Researchers from the Ayn Rand Institute (ARI) were in contact with Mrs. Drobyshev for a number of years, speaking to her last on March 8 and, recently, with the heirs of her estate.
During Ayn Rand's early years in Russia, Mrs. Drobyshev was her favorite relative, sharing a passion for the movies, the West, and the sense of life they represented. After she immigrated to the United States in 1926, Miss Rand stayed in frequent contact with her family, including Nora, exchanging more than 1,200 letters, and waging a tireless campaign until 1937 to bring her family to America. The correspondence ended abruptly in early 1937, when Miss Rand saw a post office notice warning Americans that letters to Russia would put recipients at risk because of the Stalinist terror.
After World War II, Ayn Rand gained news, through third parties, of her family, including the fact that her parents had died.
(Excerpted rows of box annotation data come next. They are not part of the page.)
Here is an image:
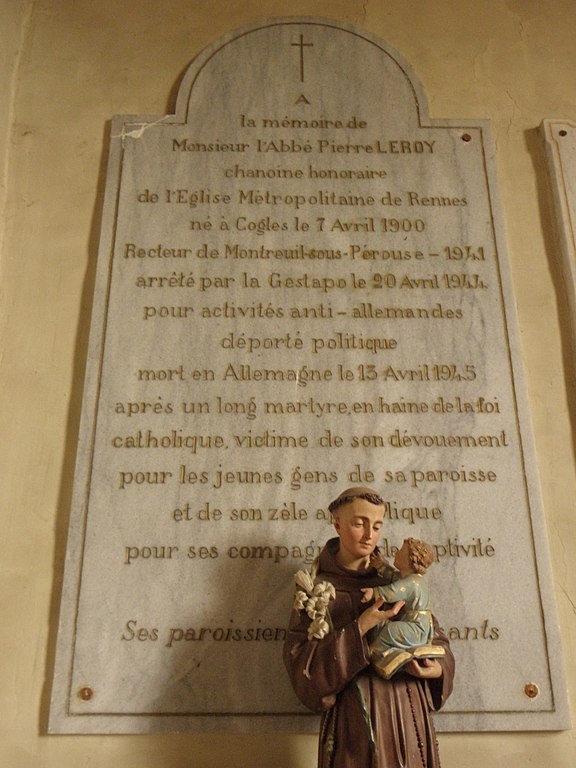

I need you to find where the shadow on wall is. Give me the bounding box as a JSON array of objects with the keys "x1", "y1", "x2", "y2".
[
  {"x1": 39, "y1": 121, "x2": 111, "y2": 734},
  {"x1": 524, "y1": 128, "x2": 576, "y2": 453}
]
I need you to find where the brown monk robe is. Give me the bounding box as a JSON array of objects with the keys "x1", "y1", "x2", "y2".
[{"x1": 284, "y1": 486, "x2": 454, "y2": 768}]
In 1973, after a 35-year silence, Ayn Rand received a letter from Mrs. Drobyshev. After a short correspondence, Miss Rand invited Mrs. Drobyshev and her husband to America.
They soon arrived but Mrs. Drobyshev's outlook on life had totally changed from what it had been in her youth. She rejected America and chose voluntarily to return to the U.S.S.R -- to Miss Rand's lasting disappointment.
In 1995, ARI hired Russian researchers who contacted Mrs. Drobyshev in St. Petersburg and interviewed her. In three later interviews arranged by ARI oral historian Scott McConnell, Mrs. Drobyshev was able to answer many questions about Ayn Rand's early life, and those answers are now part of the Ayn Rand Archives.
Mrs. Drobyshev destroyed all of her own personal papers prior to her death. A family member in Russia who knows nothing of Ayn Rand has inherited Mrs. Drobyshev's estate.